The Cats also have an early enrollee freshman in Mikel Horton who was a top 25 prospect from Ohio with an offer from Florida State.  Horton has made an immediate impact this spring and showed that he is a serious contender for immediate playing time this fall.  Horton finished with 70 yards on 13 carries and a touchdown on Saturday while flashing speed that most people did not realize he would have to go with his physicality.

Then there is Josh Clemons, Clemons came to UK and looked poised to be a career starter as he took the job by the throat early in his freshman season in what was seemingly the only long-term bright spot on that team.  Unfortunately, Clemons suffered a season ending knee injury and sat out the following year rehabilitating it.  Last season Clemons was poised to be the feature back but early on in pre-season workouts, he suffered an Achilles injury that sidelined him once again for the season.  Now Clemons is healthy and while some fans may have forgotten about him, he has made it clear he will not be an afterthought.  Clemons is an SEC caliber back with size and speed and led all rushers Saturday with 93 yards and a touchdown.  Expect Clemons to be a significant contributor this fall.

In addition to having four SEC caliber running backs get carries yesterday, UK also has true freshman, Stanley "Boom" Williams coming in.  Williams was a 4-star recruit with offers from Auburn, Clemson, Florida State and was once committed to Georgia.  UK also has Pitt transfer Demitrious Davis who was a 3-star recruit and a top 35 athlete in America before enrolling at Pitt.  Having said that, Davis may get a look at receiver simply due to the logjam of talent ahead of him at running back.

In past years, Kentucky would be fortunate to have any one of the aforementioned players as the featured back.  This year though, they will have four or five SEC caliber players at a position that is essential to a solid Air Raid style offense, at least in the Neal Brown variant.  The difference will be instantly noticeable and is an immediate injection of talent and production.

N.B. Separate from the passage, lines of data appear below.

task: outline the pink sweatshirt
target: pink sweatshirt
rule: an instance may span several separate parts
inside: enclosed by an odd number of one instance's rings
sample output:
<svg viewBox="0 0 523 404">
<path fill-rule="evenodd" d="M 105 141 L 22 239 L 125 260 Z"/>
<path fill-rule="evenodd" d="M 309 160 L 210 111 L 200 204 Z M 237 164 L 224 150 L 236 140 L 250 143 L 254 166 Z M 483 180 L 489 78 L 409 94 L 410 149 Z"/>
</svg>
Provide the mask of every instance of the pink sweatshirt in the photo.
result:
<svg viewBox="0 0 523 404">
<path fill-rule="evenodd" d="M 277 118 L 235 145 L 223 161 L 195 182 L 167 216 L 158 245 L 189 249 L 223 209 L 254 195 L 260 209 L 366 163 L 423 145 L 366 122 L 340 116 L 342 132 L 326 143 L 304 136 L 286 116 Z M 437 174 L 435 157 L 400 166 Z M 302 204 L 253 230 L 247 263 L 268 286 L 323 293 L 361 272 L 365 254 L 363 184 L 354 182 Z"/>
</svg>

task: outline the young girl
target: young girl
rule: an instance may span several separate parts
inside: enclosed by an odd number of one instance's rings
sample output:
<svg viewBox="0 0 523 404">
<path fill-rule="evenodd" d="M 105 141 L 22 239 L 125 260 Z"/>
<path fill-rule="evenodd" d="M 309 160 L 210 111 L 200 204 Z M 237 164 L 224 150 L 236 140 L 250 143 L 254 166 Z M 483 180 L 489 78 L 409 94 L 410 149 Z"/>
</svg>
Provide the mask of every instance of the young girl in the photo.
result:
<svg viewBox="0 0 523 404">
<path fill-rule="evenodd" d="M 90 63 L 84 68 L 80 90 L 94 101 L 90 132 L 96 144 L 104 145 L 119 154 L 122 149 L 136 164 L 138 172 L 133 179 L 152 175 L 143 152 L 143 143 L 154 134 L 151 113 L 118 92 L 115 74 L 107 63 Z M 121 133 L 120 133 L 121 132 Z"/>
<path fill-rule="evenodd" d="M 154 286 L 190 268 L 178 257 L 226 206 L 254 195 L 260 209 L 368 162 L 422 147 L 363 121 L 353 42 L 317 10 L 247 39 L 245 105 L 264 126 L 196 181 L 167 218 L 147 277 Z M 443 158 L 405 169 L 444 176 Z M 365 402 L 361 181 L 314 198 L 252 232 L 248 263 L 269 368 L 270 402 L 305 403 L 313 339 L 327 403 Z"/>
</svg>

While Coach Brown would love one to step up and take the job, he is fine with a RB by committee approach, saying,

"I think running back, you can be by committee.  Now, we'd like a guy to jump up and just be the guy and be able to do everything.  But I think you can kind form [sic] that running back position around what people do the best.  But I know coach (Chad) Scott wants a guy to emerge, and I'd like for that too, but you can - it's not a negative if we do it by committee."

In a day and age where it is becoming the norm to try to nickname everything, being The Commonwealth of Kentucky's football team it may be only fitting that Kentucky shocks some people this year with their Four Horsemen.